Landessozialgericht Niedersachsen-Bremen
Urt. v. 23.06.2005, Az.: L 1 RA 305/04
abhängige Unternehmensstellung; Auftraggeber; berufsgruppenspezifisches Merkmal; ein Auftraggeber; Einbeziehung; Erweiterung; gesetzliche Rentenversicherung; Gleichheitsgrundsatz; Gleichheitssatz; Gleichheitssatz; Lehrer; mehrere Auftraggeber; Rentenversicherung; Rentenversicherungspflicht; selbstständig Tätiger; selbstständige Tätigkeit; Selbstständiger; selbstständiger Lehrer; Unternehmer; unternehmerische Stellung; Verfassungsmäßigkeit; Verfassungsverstoß; Verfassungswidrigkeit; Versichertenkreis; Versicherungspflicht; Versicherungstatbestand; Verstoß
Bibliographie
- Gericht
- LSG Niedersachsen-Bremen
- Datum
- 23.06.2005
- Aktenzeichen
- L 1 RA 305/04
- Entscheidungsform
- Urteil
- Referenz
- WKRS 2005, 50940
- Entscheidungsname
- [keine Angabe]
- ECLI
- [keine Angabe]
Verfahrensgang
- nachfolgend
- BSG - 05.07.2006 - AZ: B 12 RA 4/05 R
- BVerfG - 02.04.2009 - AZ: 1 BvR 2405/06
Rechtsgrundlagen
- § 2 S 1 Nr 1 SGB 6
- § 2 S 1 Nr 9 SGB 6
- Art 3 Abs 1 GG
Tenor:
Die Berufung wird zurückgewiesen.
Kosten sind nicht zu erstatten.
Die Revision wird zugelassen.
Tatbestand:
Die Beteiligten streiten um die Versicherungspflicht der Klägerin als selbständige Lehrerin in der gesetzlichen Rentenversicherung.
Die im Jahre 1955 in Spanien geborene Klägerin (spanische Staatsangehörige) ist selbständige Lehrerin für das Fach Spanisch.

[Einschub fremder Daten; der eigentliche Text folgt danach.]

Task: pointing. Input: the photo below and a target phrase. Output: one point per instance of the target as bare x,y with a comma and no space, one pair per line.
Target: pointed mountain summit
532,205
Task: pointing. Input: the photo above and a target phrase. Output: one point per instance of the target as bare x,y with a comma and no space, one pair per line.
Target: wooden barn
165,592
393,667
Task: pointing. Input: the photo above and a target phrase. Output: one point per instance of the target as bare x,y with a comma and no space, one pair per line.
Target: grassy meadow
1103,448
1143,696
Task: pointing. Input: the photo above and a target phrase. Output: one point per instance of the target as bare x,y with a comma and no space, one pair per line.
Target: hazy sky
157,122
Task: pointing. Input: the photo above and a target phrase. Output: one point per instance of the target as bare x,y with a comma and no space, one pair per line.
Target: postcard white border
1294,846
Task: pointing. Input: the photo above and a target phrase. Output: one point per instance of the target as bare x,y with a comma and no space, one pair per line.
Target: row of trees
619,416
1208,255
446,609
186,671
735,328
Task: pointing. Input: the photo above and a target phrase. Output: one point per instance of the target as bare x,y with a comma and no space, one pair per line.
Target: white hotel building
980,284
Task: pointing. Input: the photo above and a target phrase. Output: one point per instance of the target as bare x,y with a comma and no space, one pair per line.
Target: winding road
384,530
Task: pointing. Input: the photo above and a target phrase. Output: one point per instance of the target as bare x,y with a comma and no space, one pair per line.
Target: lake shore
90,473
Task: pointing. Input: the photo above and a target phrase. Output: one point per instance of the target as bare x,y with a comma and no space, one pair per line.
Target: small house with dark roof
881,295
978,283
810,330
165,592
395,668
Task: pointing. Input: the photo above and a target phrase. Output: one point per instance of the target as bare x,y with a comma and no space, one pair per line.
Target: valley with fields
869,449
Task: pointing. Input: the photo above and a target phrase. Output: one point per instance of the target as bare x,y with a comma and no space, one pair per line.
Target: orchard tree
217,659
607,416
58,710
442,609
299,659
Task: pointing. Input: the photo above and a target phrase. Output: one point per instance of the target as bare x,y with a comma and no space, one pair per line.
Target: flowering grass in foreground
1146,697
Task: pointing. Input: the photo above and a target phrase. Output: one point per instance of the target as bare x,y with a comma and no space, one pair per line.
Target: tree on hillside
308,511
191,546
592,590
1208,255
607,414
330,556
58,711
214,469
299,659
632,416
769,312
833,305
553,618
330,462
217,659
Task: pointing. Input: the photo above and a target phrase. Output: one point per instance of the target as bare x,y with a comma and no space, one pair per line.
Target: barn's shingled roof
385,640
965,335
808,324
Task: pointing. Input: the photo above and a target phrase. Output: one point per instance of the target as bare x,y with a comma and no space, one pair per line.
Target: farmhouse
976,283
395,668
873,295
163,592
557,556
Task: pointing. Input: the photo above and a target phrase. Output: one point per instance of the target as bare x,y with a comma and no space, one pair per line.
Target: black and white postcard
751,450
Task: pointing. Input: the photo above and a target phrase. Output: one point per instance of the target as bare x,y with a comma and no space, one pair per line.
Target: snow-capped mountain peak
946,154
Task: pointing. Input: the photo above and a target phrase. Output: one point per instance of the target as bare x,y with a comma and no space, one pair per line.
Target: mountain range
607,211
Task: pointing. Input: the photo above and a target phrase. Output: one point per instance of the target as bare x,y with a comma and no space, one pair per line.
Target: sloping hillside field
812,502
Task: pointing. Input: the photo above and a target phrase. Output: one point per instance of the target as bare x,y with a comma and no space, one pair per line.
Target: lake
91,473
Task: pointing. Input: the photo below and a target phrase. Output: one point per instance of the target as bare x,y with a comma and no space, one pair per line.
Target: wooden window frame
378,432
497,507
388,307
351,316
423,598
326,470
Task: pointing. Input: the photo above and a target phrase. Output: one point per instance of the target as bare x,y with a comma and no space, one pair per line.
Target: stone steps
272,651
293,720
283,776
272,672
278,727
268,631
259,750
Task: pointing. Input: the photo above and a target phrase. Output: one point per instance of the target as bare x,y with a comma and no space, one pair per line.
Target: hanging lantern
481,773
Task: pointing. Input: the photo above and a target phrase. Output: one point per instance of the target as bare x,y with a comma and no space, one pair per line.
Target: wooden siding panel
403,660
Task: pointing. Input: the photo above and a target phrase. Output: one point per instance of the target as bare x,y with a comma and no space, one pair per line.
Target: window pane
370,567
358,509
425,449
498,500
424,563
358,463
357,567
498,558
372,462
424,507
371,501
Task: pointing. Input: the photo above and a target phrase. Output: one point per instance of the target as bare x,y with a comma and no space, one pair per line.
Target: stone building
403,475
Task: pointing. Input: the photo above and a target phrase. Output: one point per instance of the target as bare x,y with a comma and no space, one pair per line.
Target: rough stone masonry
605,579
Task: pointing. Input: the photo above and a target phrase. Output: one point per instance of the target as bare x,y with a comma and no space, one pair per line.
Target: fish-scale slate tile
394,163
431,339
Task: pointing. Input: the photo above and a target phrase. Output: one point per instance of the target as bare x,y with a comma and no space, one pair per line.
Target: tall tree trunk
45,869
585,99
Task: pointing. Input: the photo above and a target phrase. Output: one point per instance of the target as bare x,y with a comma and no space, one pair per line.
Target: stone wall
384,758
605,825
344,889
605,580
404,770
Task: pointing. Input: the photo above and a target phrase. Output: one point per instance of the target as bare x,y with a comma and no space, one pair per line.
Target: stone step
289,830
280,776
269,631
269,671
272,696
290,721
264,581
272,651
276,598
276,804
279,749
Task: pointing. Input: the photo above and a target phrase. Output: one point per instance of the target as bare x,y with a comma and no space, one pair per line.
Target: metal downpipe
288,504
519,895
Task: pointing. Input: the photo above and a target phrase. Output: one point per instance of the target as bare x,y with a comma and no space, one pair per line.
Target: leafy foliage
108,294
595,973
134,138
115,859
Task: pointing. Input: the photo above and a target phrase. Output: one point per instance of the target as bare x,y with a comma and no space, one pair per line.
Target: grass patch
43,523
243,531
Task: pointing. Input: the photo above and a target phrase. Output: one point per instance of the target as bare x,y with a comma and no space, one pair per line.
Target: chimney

Den Unterricht erteilt sie seit mehreren Jahren – zum Teil seit 1980 – für verschiedene Auftraggeber (Volkshochschule H; Verwaltungs- und Wirtschafts-Akademie = L Akademie; Bildungsverein e.V.) auf der Grundlage jeweils geschlossener Honorarverträge. Sie beschäftigt keine Arbeitnehmer. In den Jahren 1997 bis 2001 erzielte sie Jahresgesamteinkünfte aus allen Honorarverträgen von jeweils ca. 20.000 DM.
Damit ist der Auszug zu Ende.